Se muda a Nueva York a los ocho años, y a los diecisiete descubre Bélgica donde hace estudios de filología románica en la Universidad Libre de Bruselas. Vuelve a Japón para probar suerte laboral como intérprete, experiencia que da origen a Estupor y Temblores, libro ganador del Gran Premio de Novela de La Academia Francesa en 1999, en el que relata el infame trato que le dieron. Una cruel jefa la destituye poco a poco de sus cargos, hasta emplearla como limpiadora en los baños de la oficina.
HAMBRE SENSORIAL. Amélie Nothomb, que casi siempre es el personaje central de sus novelas, tiene una necesidad imperiosa de sentir. En Biografía del Hambre describe muy bien el hambre sensorial que se extiende a toda su obra. La autora cuenta en sus numerosos relatos autobiográficos las mutilaciones constantes a su cuerpo, por el mero hecho de sentir. Anorexia, bulimia, alcoholismo infantil, insomnio voluntario y potomanía (patología peligrosa en la que el afectado, insaciable, toma litros y litros de agua). "El agua desalteraba sin alterarse y sin alterar mi sed. Me enseñaba el auténtico infinito, que no es una idea o una noción, sino una experiencia" (Biografía…).

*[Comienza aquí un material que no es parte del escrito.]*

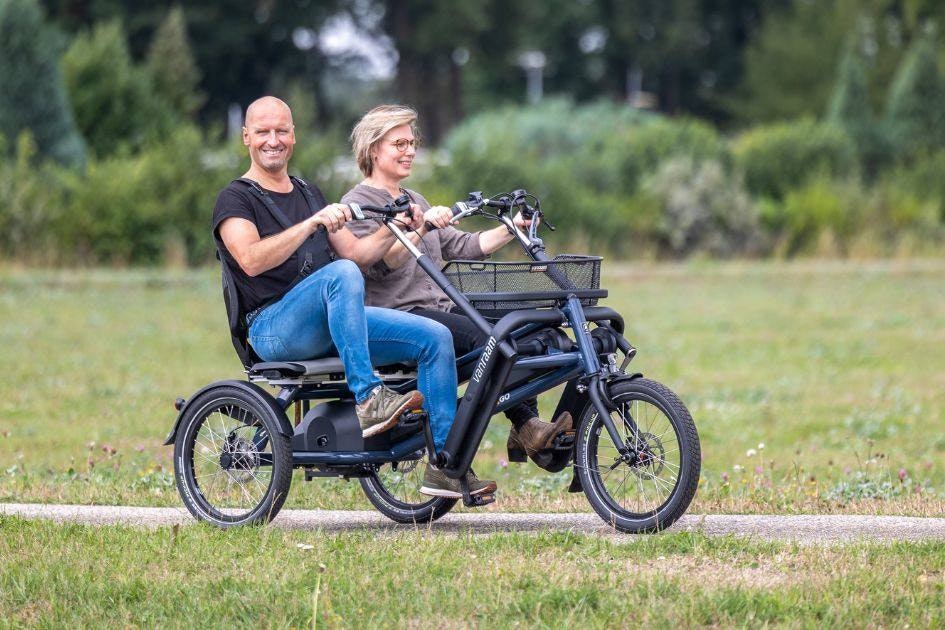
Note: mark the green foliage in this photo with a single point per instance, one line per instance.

El maltrato casi masoquista no se aplica a las relaciones afectivas de la autora. Anticrista (2003), novela sobre la fascinación adolescente y la edad de la pubertad, apela constantemente a una homosexualidad platónica. Nothomb siempre se enamora de mujeres: de su niñera japonesa Nishio-San, de sus compañeras de juegos infantiles, de su amiga adolescente, de su jefa: "tenía hambre de Nishio-San, de mi hermana y de mi madre (…) No tenía hambre de mi hermano, como tampoco la tenía de otros niños (…) no despertaban en mí ningún tipo de apetito". Las mujeres en sus novelas son un núcleo alrededor del cual Nothomb se agita de forma desesperada reclamando un poco de atención.

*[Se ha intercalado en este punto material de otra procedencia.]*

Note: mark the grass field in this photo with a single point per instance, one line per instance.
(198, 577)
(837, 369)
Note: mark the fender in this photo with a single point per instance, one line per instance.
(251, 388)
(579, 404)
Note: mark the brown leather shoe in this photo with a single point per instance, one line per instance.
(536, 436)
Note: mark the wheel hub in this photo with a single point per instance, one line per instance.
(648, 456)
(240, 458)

Cuando se trata del sexo masculino, utiliza una de las características principales de su estilo: una incisiva eficacia en los diálogos. Atentado (1998) narra un encuentro en un aeropuerto, el no-lugar por excelencia, donde se construye un relato que demuestra el poder de la palabra: el diálogo lleva a uno de los personajes al suicidio. Y es que la muerte es una de las temáticas favoritas de la autora. Higiene del asesino está exclusivamente compuesta de diálogos de diferentes periodistas con un autor homicida difícil y pedante, ejemplos del arte de la retórica.
Fascinada por lo monstruoso, siempre muestra personajes extremos, a los que parecería que desea asemejarse, convirtiendo sus extravagancias en un argumento publicitario. Muchos se ríen de ella por sus sombreros ridículos, y por esa automática necesidad de poner su cara, siempre exageradamente maquillada y con expresión teatral, en las tapas de sus libros. Su narcisismo extravagante, la calidad inconstante de sus entregas y una cierta prepotencia, caen mal, pero algunos lectores siguen curiosos un agudo virtuosismo en el uso de la imaginación, por no llamarlo mitomanía. En los sucesivos relatos autobiográficos, las versiones se contradicen. Es que a veces, Nothomb parece querer reunir a todo el mundo alrededor de su cuna imaginaria, mezclando versiones e historias como lo haría una niña frente a sus padres.
Una de sus pasiones es hablar de sí misma: dice que escribe de cuatro a ocho de la mañana, cuando la gente se despierta y siempre con bolígrafo, porque se considera una grafómana. Para coronar todo, dijo en una entrevista que nada la deleitaba más que comer frutas podridas.
DIARIO DE GOLONDRINA, de Amélie Nothomb. Anagrama. Barcelona, 2008. Distribuye Gussi. 105 págs.